Much of the project of Modernism was an attempt to critically evaluate (and possibly replace) fundamental ideas of the Enlightenment.  Post-Modernism was a re-evaluation of Modernism (with a critical review of Modernism’s project and solutions) and the Enlightenment. By challenging what is real, Post-Modernism confronted claims of objectivity as put forth by science.  By challenging grand-narratives, Post-Modernism denied a shared unifying cultural language and mythos.  What I want to look at now is the challenge to beauty.

The Modern artists inherited from the Enlightenment 200 years of evolving aesthetic theory that placed beauty as the prime concern and pinnacle achievement in the arts.  Some thinkers (notably Kant and Hegel) claimed beauty as either a universal truth or an  objective truth, while others (Hogarth) believed it to be a subjective state that was reducible to a set of attributes that could be used to judge a work of art as beautiful.

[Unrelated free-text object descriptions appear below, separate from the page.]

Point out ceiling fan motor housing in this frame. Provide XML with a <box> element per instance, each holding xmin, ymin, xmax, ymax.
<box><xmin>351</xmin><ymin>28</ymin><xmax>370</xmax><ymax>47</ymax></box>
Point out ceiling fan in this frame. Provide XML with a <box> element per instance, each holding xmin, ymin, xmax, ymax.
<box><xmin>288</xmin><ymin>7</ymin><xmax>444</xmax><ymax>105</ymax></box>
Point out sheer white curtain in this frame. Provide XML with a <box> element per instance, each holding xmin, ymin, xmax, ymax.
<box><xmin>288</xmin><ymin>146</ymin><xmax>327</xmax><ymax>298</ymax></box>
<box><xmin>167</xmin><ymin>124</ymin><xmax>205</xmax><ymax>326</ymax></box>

In the 20th century the central concern for artists shifted from creating beautiful works to expression.  Recording the objective look of the outer world was replaced with giving expression to the subjective inner states. Some artists challenged beauty by looking at its opposite the grotesque, while others argued for judging work based on formalist criteria. Though there was not a single direction the critique of beauty took, it was not an all out abandoning of the idea of beauty.  Modernism didn’t have a problem with beauty as an idea but, rather, it argued about what was beautiful and proposed new alternatives.

Post-Modernism challenged the notion of beauty head-on. Some thinkers (Adorno) took a political approach and linked aesthetics to larger cultural concerns regarding authority and power.  Others looked at psychology and reinvestigated the nature of the sensation that was, at an earlier time, called a response to beauty.   Lyotard used the term the sublime (a state of pleasurable anxiety), Freud called it the uncanny (a state of feeling uncomfortable at experiencing something familiar and foreign at the same time).  Either way each identified the initial reaction as something terrible or frightening not exalted or pacifying.  Post-Modern artists (such as Chris Burden) exploit this through performance pieces that put the artist in danger and cause unease in the viewer.   This is a true loss of beauty.